The medium by which the pernicious 'Amway' hoax has infected traditional US culture (by wire, mail, etc.) is central to US federal law, although this curious method of categorizing fraud is particular to the USA. However, the bosses of  the 'Amway' mob at one time owned a radio station in the USA which was licensed by the federal government, they have also regularly broadcast reality-inverting propaganda on US television networks and in US newspapers and magazines, which are licensed by the federal government. For years, these same thieves have been using the Internet in an attempt to maintain an absolute monopoly of information about their clandestine criminal objectives.
In reality, there is no end to list of racketeering counts with which the bosses of the 'Amway' mob, and their de facto criminal associates, could have been charged by US federal prosecutors.
It, therefore, beggars belief that Mr. Chang, if he really is the independent observer he claims to be, has not seen this.
David Brear (copyright 2011)

1 comment:

Kasey Chang said...

Mr. Brear,

As I've explained before, I agree with your OVERALL view but I have doubts about SOME of the individual evidence and supporting logic.

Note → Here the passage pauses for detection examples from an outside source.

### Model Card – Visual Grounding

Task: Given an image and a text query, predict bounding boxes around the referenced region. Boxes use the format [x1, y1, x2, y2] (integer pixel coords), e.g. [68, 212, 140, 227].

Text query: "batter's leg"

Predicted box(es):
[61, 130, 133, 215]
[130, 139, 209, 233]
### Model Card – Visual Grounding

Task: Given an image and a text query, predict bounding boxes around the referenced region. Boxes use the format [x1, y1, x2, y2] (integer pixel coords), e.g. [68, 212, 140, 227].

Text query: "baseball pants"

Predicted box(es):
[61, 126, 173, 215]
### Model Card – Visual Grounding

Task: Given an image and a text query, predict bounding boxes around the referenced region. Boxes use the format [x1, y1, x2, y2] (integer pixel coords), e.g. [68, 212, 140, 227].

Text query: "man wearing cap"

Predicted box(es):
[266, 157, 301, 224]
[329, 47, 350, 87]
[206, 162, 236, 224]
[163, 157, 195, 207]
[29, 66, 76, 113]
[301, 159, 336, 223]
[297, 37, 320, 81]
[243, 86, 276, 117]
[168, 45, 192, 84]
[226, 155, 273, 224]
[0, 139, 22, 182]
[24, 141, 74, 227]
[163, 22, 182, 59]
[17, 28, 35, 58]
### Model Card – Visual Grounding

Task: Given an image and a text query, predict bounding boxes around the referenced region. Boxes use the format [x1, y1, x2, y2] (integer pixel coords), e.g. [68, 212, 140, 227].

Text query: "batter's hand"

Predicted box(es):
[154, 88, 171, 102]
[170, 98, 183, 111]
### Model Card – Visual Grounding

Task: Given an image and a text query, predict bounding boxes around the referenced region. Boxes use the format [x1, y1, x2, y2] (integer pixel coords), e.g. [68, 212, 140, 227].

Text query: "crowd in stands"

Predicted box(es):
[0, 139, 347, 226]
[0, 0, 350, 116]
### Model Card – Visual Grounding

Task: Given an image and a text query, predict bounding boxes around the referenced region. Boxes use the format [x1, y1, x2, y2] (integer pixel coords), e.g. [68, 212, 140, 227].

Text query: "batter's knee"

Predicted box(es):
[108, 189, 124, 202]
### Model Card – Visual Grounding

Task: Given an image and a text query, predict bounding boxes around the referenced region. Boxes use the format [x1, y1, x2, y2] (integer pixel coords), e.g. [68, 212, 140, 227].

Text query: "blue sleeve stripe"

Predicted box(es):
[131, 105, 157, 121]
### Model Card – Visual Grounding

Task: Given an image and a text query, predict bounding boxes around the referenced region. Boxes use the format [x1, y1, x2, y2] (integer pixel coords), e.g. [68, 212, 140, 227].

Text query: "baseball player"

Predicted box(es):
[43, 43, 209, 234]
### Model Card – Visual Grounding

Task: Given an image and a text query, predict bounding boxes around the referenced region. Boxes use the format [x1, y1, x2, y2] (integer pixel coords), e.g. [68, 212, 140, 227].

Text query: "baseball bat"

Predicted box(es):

Thus, I wonder why the continued hostility. Is it because I refuse to accept EVERYTHING you say at face value until it is adequately proven? Or are you going to insist your evidence or logic is "self-evident"?

I have remained quite polite, but you clearly have not, as you insist on attributing various negative descriptions upon me based on your assumptions. However, if this provides some entertainment to the readers, so be it. As least, we ARE discussing the issues, instead of Shyam deleting them at his whim.

While you can cite the the definition of mail fraud and wire fraud, the problem is proving such in court will be quite difficult, just playing devil's advocate here.

I believe I have read the Amway magazine once or twice, and I found it to be mostly cheerleading articles, "news" about accomplishments of uplines, some "tips", announcement of new products and and corporate developments, and so on. Most corporate mags are that way.

The problem here is linking these individual articles and the OVERALL FRAUDULENT NATURE OF MLM.

Every one of those individual articles are likely true, to the extent that they contains fact and no obvious misleading statements.

It is the INHERENT NATURE of MLM that makes it fraudulent. Thus, claiming the PERIPHERAL ACTIVITIES, such as announcing "XXX has achieved rank of YYY" or "Product ZZZ is now available..." constitutes "mail fraud" or "wire fraud" would be a hard sell in court, because to do so, you're getting into a pit called 'free speech', esp. on something that had NOT been declared illegal YET.

I believe I understand your viewpoint: ANY attempt to "promote" a fraudulent activity *should* be considered fraud (wire and mail), but when you throw in "free speech" in the mix the water gets VERY muddy indeed, esp. when the stuff presented are factually true, AND the company itself had not been convicted of fraud yet.

Thus lies the difficulty.

That privately sued RICO case has yet to be resolved, AFAIK.